Algunos fervorosos creyentes que se volcaron incondicionalmente para que el Mesías negro alcanzara el trono y arreglara los problemas del mundo manifiestan años más tarde su decepción ante el mito y sus promesas incumplidas. Alguien como Matt Damon ha contado que ya no haría campaña por él, ni siquiera le votará. Y está claro que no deberías prometer cosas que en la practica son muy complicadas de cumplir, y que las palabras las arrastra el viento, y que habría que aplicar penas severas a los políticos que al lograr el poder transgreden aquello que juraron cumplir si eran elegidos.

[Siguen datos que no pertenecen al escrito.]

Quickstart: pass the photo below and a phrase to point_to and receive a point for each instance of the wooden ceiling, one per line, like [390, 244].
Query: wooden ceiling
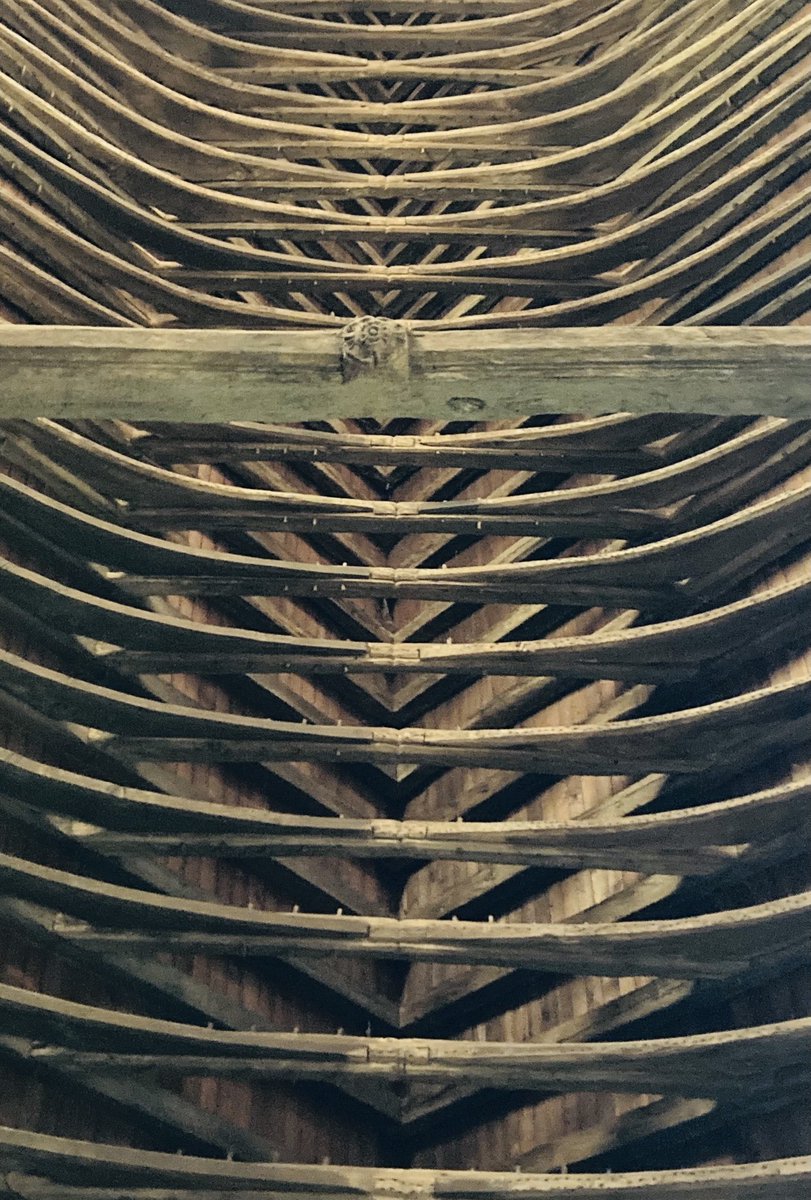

A pesar de los pesares, es grato pensar que Obama ha hecho no lo que ha querido sino lo que ha podido y que, si siguen confiando en él, puede mejorar el estado de las cosas en su país, lograr que los pobres que estén enfermos no la palmen exclusivamente por la condición de ser pobres, pensárselo cien veces antes de declarar guerras e invadir países. Y ya sabemos que la política exterior de su nación no cambiará demasiado, pero tampoco irá a peor en sus relaciones con los demás. Y algo ha cambiado para bien en la lucha contra el racismo cuando un negro se convierte con naturalidad en el fulano más poderoso (me excedo, todos intuimos quien dirige ancestralmente los hilos del poder absoluto, o sea, de la economía) del universo. Y, por supuesto, que siempre es preferible lo malo a lo peor.

Y sabemos de la importancia de la imagen, pero también que es probable que esa imagen esté en armonía con el cerebro y con los sentimientos. La de Obama desprende estética y ética. Es fácil creer en ese hombre, pensar que no obedece a una fórmula, que te guste verle y oírle. No da igual que gane Obama o Romney. Y flipo con la certidumbre de mi amado Eastwood sobre el segundo: “Es un hombre decente, un hombre de negocios”.